Frans wijsgeer, grondlegger van het neo-criticisme in Frankrijk (Montpellier 1 Jan. 1815 - Prades 1 Sept. 1903), studeerde aan de Ecole Polytechnique te Parijs, bewoog zich korte tijd op politiek terrein en leefde verder ambteloos voor wijsgerig werk. Hij onderging aanvankelijk de invloed van zijn stadgenoot August Comte*, die een tijdlang repetitor was aan de Ecole Polytechnique, doch beschouwde zich weldra als de voortzetter van het werk van Kant*, in het bijzonder van diens criticisme.

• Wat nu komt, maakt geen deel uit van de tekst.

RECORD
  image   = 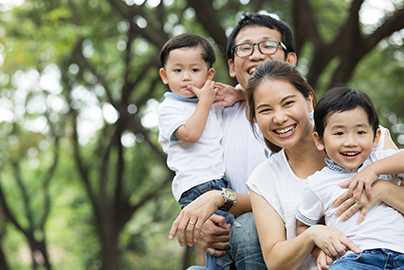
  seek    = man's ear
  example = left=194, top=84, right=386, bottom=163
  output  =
left=208, top=68, right=215, bottom=80
left=286, top=53, right=297, bottom=66
left=159, top=68, right=168, bottom=84
left=313, top=132, right=325, bottom=151
left=373, top=128, right=382, bottom=148
left=227, top=59, right=236, bottom=78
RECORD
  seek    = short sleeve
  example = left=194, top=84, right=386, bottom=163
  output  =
left=158, top=103, right=188, bottom=143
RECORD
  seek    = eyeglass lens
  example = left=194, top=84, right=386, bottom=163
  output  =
left=234, top=40, right=279, bottom=57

Aan dit neocriticisme is invloed van Hume* niet vreemd. Zo bevat zijn wijsbegeerte positivistische elementen enerzijds, phaenomenalistische tendenties anderzijds.Renouvier verwijt Kant, dat deze zich niet geheel vrij heeft weten te maken van metaphysica. In afwijking voorts van Kant onderscheidt hij 9 categorieën, elk gesteld als these, antithese en synthese. De voornaamste categorie acht hij die der relatie; verder speelt de categorie der persoonlijkheid met die der finaliteit een belangrijke rol. Hij bestrijdt het universele determinisme: zijn neocriticisme is in wezen een wijsbegeerte van de vrijheid; vrijheid is het leven van de persoonlijkheid. Zijn belangrijkste werk acht Renouvier zijn La science de la morale, waarin hij aan de moraal een wetenschappelijke grondslag tracht te verschaffen. Het kwaad komt uitsluitend voort uit de oorlog, die ook de ongelijkheid (slavernij en kastendom o.a.) veroorzaakt. Op grond van politieke en morele overwegingen sympathiseerde hij met het Protestantisme; om dezelfde redenen was hij theïst en verdedigde hij de leer der persoonlijke onsterfelijkheid.
MR J. P. WILDSCHUT
Bibl. : Essais de critique générale (4 dln: over logica, psychologie, natuurfilosofie en geschiedenisfilosofie; 1854-1864); La science de la morale (1869, 21908); Uchronie, l’utopie dans l’histoire (1876); Esquisse d’une classification systématique des doctrines philosophiques (2 dln, 1886); Victore Hugo, le poète ( 1893); Victor Hugo, le philosophe (1900); La nouvelle monadologie (1898); Le personnalisme (1903); Critique de la doctrine de Kant (1906); Correspondance de R. et Secrétan (1910).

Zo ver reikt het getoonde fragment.